Styling is truly an art. It’s like a puzzle in a sense. A puzzle through which you create your own images. You have the pieces, you have to make something out of it. It’s funny, I didn't think or even know that styling could be a career, I always wanted to be a 'creative curator' of a brand or a magazine. Guessing the universe had different plans.
What do you think of the onslaught of stylists that have appeared on the scene? Do you think people take this up as a profession they perceive to be easy?
To be completely honest, it doesn’t matter really. There are stylists right now who are being inspired from ideas from their contemporaries. I feel you get in how you fit in, and if you have the drive to keep creating you’ll have longevity no matter what. If you’re willing to work that’s that. There's room for everyone.
What is the relationship between a stylist and their Client? Does it need to be intimate? Superficial? Who's taste premeditates the styling?
I can’t speak for all because I feel there’s so many dynamics to consider. For me personally I like to have a personal relationship. You're in a sense creating that client’s branding, which is a very big part of your client’s career. The more that you know about your client reflects in your work for them. It’s better like that, to capture the image of a person through clothing.
What is the hardest thing about being a stylist? What's the best part?
The hardest part honestly is how heavy clothes can really be and how much space actual garments consume. No, but I feel there’s no best or worst, every single thing is needed or is a tool. You have to appreciate the hard stuff too. Wouldn’t be interesting.
Would you say it is a profession that can be taught? or is it more about taste and interest in fashion?
I would say yes it can be taught and no. Because you can learn a type of aesthetic. No doubt. Though the drive to keep creating or to innovate takes a certain type of character. It’s not for everyone. Just like every profession. For instance when I first started I was working PR. I liked it. Then a stylist, who I would regularly check out his pulls, Daniel Williams showed me a whole other side of the fashion industry which I wasn’t aware of how to get into. I was taught PR, though it just wasn’t for me. Just how I’ve had interns who’ve done styling and then did more behind the scenes stuff like emails and conducting intern duties, and wanted to move into a showroom profession. You learn and you grow.
What gives a good stylist their edge?
Their way of innovating or creating or even already having an aesthetic and mixing it with their clients aesthetic. You should, I feel be able to see both of you in the work.
How important is it to include a variety of brands from a variety of diverse backgrounds in your styling? Would you call this essential?

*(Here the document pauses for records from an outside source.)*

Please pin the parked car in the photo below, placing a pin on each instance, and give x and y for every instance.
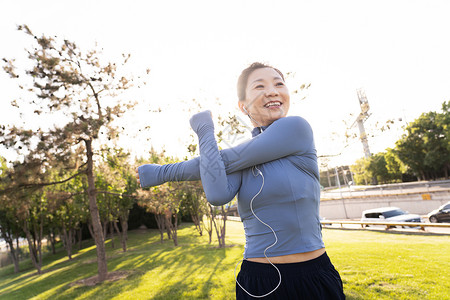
(442, 214)
(389, 214)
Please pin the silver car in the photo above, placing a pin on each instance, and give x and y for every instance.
(389, 214)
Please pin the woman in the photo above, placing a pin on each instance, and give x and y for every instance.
(276, 178)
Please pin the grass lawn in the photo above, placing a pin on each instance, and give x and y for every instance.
(373, 265)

Oh definitely. Different brands have different messages in a sense, key brands even have stories, which you can make others aware through your styling selections. Alexander Wang, worked for Balenciaga and went on to create his own brand, a story told by clothing. With that comes the awareness of what these brand mean, what they stand for in culture etc. Super important in my opinion.
Ci has used local, Cairo based jewlery deisgner, Jude Benhalim in her previous styling work.
We have so many options now, and in the digital realm, you can essentially be whoever you want to be. But like any creative knows, image and how you present yourself and your work, is what can set you apart from others in a saturated sea of 'content'. Curating your aesthetic, showing people what is important to you through means of self expression, such as the clothes you put on your back, this is what embodying your art is all about.